Amujae Leader and Special Adviser to the President of Nigeria on Ease of Doing Business Dr. Jumoke Oduwole recently delivered a keynote speech at the inaugural African Research Universities Alliance (ARUA) Centre of Excellence for Unemployment and Skills Development Blended International Conference at the University of Lagos in Nigeria. 

Dr. Oduwole began her address by considering the continent’s economic outlook for the coming year against the backdrop of the COVID-19 pandemic. She touched on some of the COVID-19-related challenges that African economies face, including “disruptions to global supply chains and low demand for African products,” reduced demand and collapse in oil prices, fragile healthcare systems, and travel bans.
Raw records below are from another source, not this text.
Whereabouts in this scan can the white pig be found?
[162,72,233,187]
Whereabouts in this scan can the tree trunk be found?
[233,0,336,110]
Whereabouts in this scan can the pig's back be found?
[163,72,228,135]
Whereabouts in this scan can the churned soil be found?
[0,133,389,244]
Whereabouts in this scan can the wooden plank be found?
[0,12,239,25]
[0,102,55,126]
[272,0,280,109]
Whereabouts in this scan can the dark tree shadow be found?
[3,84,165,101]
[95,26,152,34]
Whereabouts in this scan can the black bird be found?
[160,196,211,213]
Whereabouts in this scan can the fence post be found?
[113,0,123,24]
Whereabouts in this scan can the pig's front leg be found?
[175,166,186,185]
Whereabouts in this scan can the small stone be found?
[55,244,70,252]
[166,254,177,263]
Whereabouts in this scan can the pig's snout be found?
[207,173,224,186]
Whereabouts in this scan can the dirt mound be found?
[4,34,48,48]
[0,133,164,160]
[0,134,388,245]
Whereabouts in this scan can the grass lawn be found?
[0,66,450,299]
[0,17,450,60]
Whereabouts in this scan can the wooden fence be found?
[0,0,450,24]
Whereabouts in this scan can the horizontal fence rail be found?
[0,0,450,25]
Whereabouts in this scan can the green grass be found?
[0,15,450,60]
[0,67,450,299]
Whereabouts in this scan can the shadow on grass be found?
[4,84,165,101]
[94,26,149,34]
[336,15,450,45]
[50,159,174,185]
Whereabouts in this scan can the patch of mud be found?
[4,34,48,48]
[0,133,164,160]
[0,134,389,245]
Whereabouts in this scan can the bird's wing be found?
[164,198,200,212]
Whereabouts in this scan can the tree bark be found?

She also highlighted the impact of lockdowns, which have disproportionately disrupted the work of those in the informal sector— 74% of whom are women in sub-Saharan Africa. However, Dr. Oduwole noted that the GDP of emerging market and developing economies, including those in sub-Saharan Africa, is predicted to fall less than the expected worldwide contraction: 3.3% of versus 4.4%.

Talking about challenges related to youth unemployment amid the pandemic, Dr. Oduwole shared that millions of Africa’s youth are in vulnerable employment, and that unemployment rates are much higher in urban areas. She went on to talk about the potential of the African Continental Free Trade Area (AfCFTA) to alleviate youth unemployment, lift 67.9 million people out of moderate poverty, and deliver wage increases of approximately 10% for both skilled and unskilled workers by enabling increased trade of goods and services within Africa.

Dr. Oduwole noted that, in response to the COVID-19 pandemic, the majority of African governments have implemented economic stimulus packages or increased federal spending on healthcare, with the intent of protecting household welfare, helping businesses weather the storm, and maintain the stability of financial systems. In addition to these investments, Dr. Oduwole recommended the adoption of gender mainstreaming to account for the specific impacts of the crisis on women. This was highlighted alongside a broader range of proposals which included the need to formalize the informal and micro-business sectors, to invest in industry and infrastructure, and to prepare Africa’s youth for future opportunities with skills training. Dr. Oduwole also suggested that there is an opportunity for public-private partnerships (PPP) to provide new frameworks for the investment and training required.

Concluding her speech, Dr. Oduwole reflected that Africa has performed relatively well throughout the COVID-19 pandemic, but she argued that governments across the continent should now take the opportunity to invest in youth and small businesses, and take into account the informal workforce and related gender-specific concerns, in order to improve prospects for the future.